Four of the candidates are on the San Jose City Council, with the fifth a member of the Santa Clara County Board of Supervisors.

KCBS Campaign 2014 Special Report: San Jose Mayor’s Race

KCBS Radio

Two of the big issues in the race are crime and the impact of pension reform. They are linked in the fact that hundreds of officers have left since voters passed a pension reform ballot measure in 2012. All of the council members, including Sam Liccardo, said they feel rolling back some of the reforms would be a mistake.

“Anyone who talks about rolling back Measure B better find a way to pay for services and to put police officers out there,” Liccardo said. “We’re relying on $25 million in savings from Measure B in the coming year to restore police staffing.”
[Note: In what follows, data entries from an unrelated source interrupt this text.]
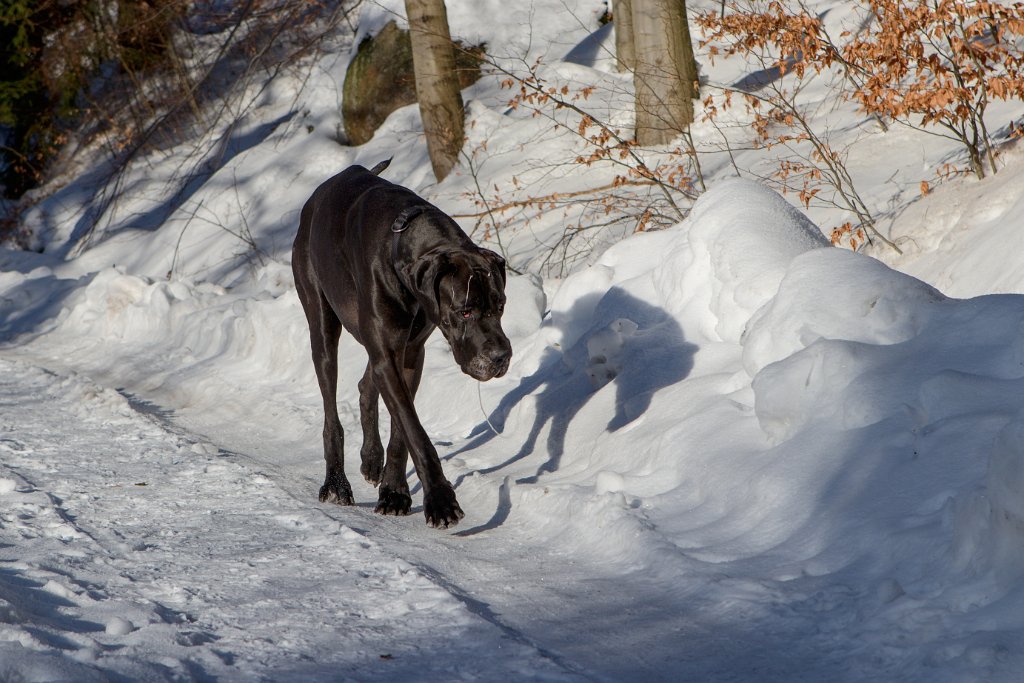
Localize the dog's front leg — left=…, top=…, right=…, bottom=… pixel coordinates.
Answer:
left=374, top=416, right=413, bottom=515
left=375, top=345, right=426, bottom=516
left=369, top=354, right=464, bottom=529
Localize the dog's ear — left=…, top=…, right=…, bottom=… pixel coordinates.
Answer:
left=479, top=249, right=506, bottom=288
left=402, top=251, right=452, bottom=323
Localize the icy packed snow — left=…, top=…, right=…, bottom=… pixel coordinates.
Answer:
left=4, top=0, right=1024, bottom=681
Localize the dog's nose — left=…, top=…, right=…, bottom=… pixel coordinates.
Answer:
left=489, top=348, right=511, bottom=377
left=489, top=348, right=511, bottom=368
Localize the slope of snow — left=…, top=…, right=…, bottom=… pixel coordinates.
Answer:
left=4, top=0, right=1024, bottom=680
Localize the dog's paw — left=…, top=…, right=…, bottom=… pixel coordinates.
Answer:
left=318, top=472, right=355, bottom=506
left=423, top=484, right=465, bottom=529
left=360, top=449, right=384, bottom=487
left=374, top=487, right=412, bottom=516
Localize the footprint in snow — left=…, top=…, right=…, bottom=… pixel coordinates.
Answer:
left=0, top=438, right=28, bottom=453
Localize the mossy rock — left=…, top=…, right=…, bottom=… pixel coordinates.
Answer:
left=342, top=21, right=484, bottom=146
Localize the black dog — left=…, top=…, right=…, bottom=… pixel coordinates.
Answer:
left=292, top=159, right=512, bottom=528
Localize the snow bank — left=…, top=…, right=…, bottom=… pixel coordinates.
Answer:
left=667, top=177, right=831, bottom=342
left=547, top=177, right=830, bottom=353
left=458, top=178, right=1024, bottom=616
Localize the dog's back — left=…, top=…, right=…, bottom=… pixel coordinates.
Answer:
left=298, top=165, right=391, bottom=240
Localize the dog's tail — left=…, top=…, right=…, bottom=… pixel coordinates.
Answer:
left=368, top=157, right=392, bottom=176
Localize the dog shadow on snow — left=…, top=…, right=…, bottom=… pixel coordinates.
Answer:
left=450, top=286, right=697, bottom=536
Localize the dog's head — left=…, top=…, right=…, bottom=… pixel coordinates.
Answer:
left=404, top=248, right=512, bottom=381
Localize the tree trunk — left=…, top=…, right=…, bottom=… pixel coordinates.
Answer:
left=631, top=0, right=695, bottom=145
left=677, top=0, right=699, bottom=98
left=614, top=0, right=636, bottom=72
left=404, top=0, right=464, bottom=181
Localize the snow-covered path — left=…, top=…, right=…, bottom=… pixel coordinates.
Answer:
left=0, top=357, right=583, bottom=681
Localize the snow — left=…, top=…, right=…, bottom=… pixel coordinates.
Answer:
left=3, top=0, right=1024, bottom=680
left=0, top=359, right=575, bottom=681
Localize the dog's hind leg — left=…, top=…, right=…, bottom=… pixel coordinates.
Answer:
left=374, top=345, right=424, bottom=516
left=303, top=290, right=354, bottom=506
left=358, top=362, right=384, bottom=486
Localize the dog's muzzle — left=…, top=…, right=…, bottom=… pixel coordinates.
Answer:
left=466, top=347, right=511, bottom=381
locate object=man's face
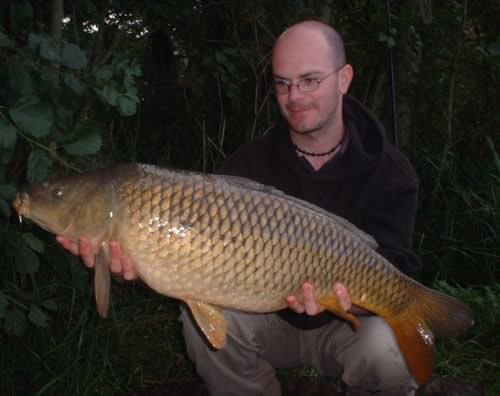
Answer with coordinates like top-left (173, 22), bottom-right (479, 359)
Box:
top-left (272, 28), bottom-right (350, 136)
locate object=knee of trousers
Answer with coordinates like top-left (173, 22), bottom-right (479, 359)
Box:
top-left (178, 307), bottom-right (283, 396)
top-left (341, 316), bottom-right (417, 392)
top-left (178, 306), bottom-right (275, 364)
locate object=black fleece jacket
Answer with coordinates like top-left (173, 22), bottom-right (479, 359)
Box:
top-left (218, 95), bottom-right (421, 329)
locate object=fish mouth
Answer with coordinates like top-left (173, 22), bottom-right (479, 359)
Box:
top-left (12, 192), bottom-right (73, 236)
top-left (12, 192), bottom-right (30, 219)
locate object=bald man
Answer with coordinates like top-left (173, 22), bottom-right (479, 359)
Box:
top-left (58, 20), bottom-right (421, 396)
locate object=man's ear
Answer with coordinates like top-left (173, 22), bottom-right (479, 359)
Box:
top-left (339, 64), bottom-right (354, 94)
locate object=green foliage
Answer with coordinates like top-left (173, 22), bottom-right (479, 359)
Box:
top-left (0, 116), bottom-right (18, 148)
top-left (0, 0), bottom-right (142, 348)
top-left (63, 126), bottom-right (102, 156)
top-left (93, 55), bottom-right (142, 116)
top-left (9, 96), bottom-right (55, 137)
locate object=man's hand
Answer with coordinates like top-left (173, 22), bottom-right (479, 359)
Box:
top-left (287, 282), bottom-right (368, 315)
top-left (56, 236), bottom-right (138, 280)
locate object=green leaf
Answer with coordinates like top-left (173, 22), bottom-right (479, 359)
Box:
top-left (117, 95), bottom-right (138, 116)
top-left (61, 41), bottom-right (87, 69)
top-left (0, 148), bottom-right (14, 166)
top-left (28, 33), bottom-right (45, 51)
top-left (124, 78), bottom-right (138, 97)
top-left (94, 84), bottom-right (120, 107)
top-left (15, 243), bottom-right (40, 274)
top-left (93, 65), bottom-right (113, 81)
top-left (28, 305), bottom-right (50, 328)
top-left (7, 57), bottom-right (34, 96)
top-left (40, 36), bottom-right (61, 63)
top-left (0, 183), bottom-right (16, 200)
top-left (127, 61), bottom-right (142, 77)
top-left (63, 74), bottom-right (86, 96)
top-left (0, 116), bottom-right (17, 149)
top-left (4, 307), bottom-right (27, 336)
top-left (22, 232), bottom-right (45, 253)
top-left (0, 182), bottom-right (16, 216)
top-left (0, 31), bottom-right (14, 48)
top-left (0, 292), bottom-right (8, 319)
top-left (27, 149), bottom-right (53, 183)
top-left (112, 54), bottom-right (130, 71)
top-left (63, 126), bottom-right (102, 156)
top-left (42, 299), bottom-right (58, 312)
top-left (0, 148), bottom-right (14, 167)
top-left (0, 200), bottom-right (10, 218)
top-left (9, 96), bottom-right (54, 138)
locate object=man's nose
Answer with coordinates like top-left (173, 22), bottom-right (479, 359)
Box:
top-left (287, 84), bottom-right (305, 100)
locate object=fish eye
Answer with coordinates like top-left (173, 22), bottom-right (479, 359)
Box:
top-left (52, 186), bottom-right (64, 198)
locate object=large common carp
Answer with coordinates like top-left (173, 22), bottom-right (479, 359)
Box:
top-left (12, 163), bottom-right (473, 384)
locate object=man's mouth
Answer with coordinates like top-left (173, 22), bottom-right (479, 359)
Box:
top-left (287, 106), bottom-right (312, 113)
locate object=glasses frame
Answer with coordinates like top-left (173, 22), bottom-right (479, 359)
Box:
top-left (273, 64), bottom-right (346, 95)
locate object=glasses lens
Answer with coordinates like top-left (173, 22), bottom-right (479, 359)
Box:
top-left (298, 78), bottom-right (318, 92)
top-left (274, 81), bottom-right (289, 94)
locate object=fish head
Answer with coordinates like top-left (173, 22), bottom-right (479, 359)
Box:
top-left (12, 170), bottom-right (116, 240)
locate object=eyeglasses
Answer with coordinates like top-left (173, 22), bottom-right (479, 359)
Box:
top-left (273, 65), bottom-right (345, 95)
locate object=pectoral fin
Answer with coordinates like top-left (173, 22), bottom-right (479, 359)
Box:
top-left (319, 295), bottom-right (361, 330)
top-left (94, 242), bottom-right (111, 318)
top-left (185, 299), bottom-right (227, 349)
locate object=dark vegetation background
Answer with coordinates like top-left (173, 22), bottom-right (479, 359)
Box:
top-left (0, 1), bottom-right (498, 395)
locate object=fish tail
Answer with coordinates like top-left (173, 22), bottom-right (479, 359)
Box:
top-left (386, 284), bottom-right (474, 384)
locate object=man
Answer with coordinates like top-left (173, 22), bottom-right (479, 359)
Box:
top-left (58, 20), bottom-right (421, 395)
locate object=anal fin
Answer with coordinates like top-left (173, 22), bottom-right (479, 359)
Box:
top-left (319, 295), bottom-right (361, 330)
top-left (94, 242), bottom-right (111, 318)
top-left (185, 299), bottom-right (227, 349)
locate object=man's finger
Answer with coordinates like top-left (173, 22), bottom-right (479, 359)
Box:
top-left (122, 256), bottom-right (138, 280)
top-left (79, 236), bottom-right (95, 267)
top-left (109, 241), bottom-right (123, 274)
top-left (302, 283), bottom-right (318, 315)
top-left (334, 283), bottom-right (352, 311)
top-left (56, 235), bottom-right (79, 255)
top-left (79, 236), bottom-right (93, 255)
top-left (302, 283), bottom-right (324, 315)
top-left (286, 295), bottom-right (304, 314)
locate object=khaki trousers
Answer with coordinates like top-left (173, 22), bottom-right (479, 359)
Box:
top-left (179, 306), bottom-right (418, 395)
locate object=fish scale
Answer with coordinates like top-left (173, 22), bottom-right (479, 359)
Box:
top-left (12, 163), bottom-right (474, 385)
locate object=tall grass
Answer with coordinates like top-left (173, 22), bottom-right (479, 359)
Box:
top-left (414, 141), bottom-right (499, 286)
top-left (2, 271), bottom-right (498, 395)
top-left (433, 282), bottom-right (500, 396)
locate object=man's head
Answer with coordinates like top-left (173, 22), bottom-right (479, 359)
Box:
top-left (272, 20), bottom-right (353, 137)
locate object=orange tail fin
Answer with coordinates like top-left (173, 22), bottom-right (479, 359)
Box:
top-left (386, 285), bottom-right (474, 384)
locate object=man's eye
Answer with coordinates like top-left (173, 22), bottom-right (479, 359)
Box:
top-left (300, 78), bottom-right (317, 87)
top-left (274, 80), bottom-right (288, 87)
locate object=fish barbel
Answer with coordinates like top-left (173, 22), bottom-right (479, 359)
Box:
top-left (12, 163), bottom-right (474, 384)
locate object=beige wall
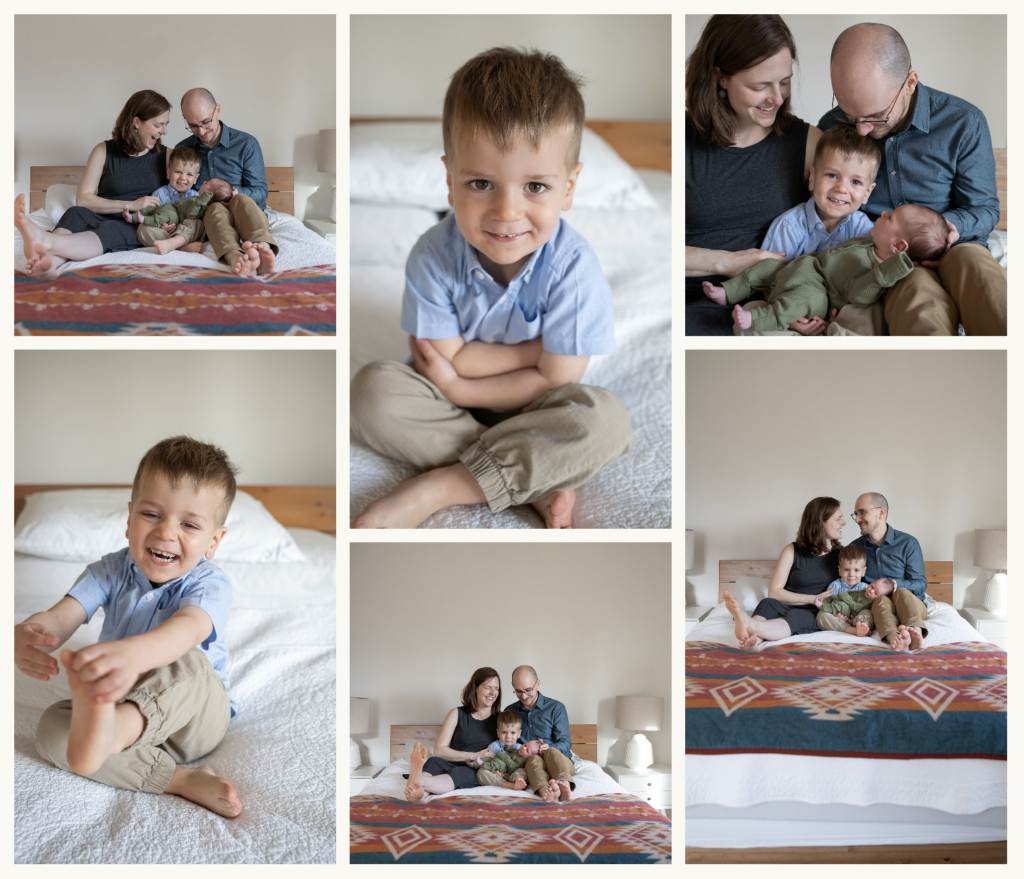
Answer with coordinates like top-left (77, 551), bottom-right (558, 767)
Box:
top-left (351, 15), bottom-right (670, 120)
top-left (14, 15), bottom-right (336, 221)
top-left (684, 15), bottom-right (1007, 147)
top-left (15, 351), bottom-right (336, 485)
top-left (686, 352), bottom-right (1006, 609)
top-left (351, 543), bottom-right (671, 767)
That view is shared by Councilwoman Rose Herrera. “Measure B and pension reform and fiscal responsibility is the foundation upon which I want to grow the economy in San Jose,” she said. “But that said, you need to have more vision than just pension reform.”

But County Supervisor Dave Cortese said he feels Measure B went too far. “The problem is they cut the benefits so deeply, that all the cops are leaving, you can’t hire anybody here, and there’s another 400 cities and counties around us that are paying a better benefits package, and a little more money to cops,” Cortese said. “So we’re bleeding police officers very seriously right now and we’ve got to stop that.”

Vice Mayor Madison Nguyen said she is in favor of maintaining the status quo. “I want to uphold the will of the voters. Nearly 70 percent of the voters voted to support pension reform,” she said. “We need pension reform intact to move this city forward.”

Councilman Pierluigi Oliverio is also not in favor of making any changes to the current city pension plan. “I would simply continue to increase the cash compensation of police officers, but not the pension benefit,” he said.

The top two finishers will square off in Novemeber.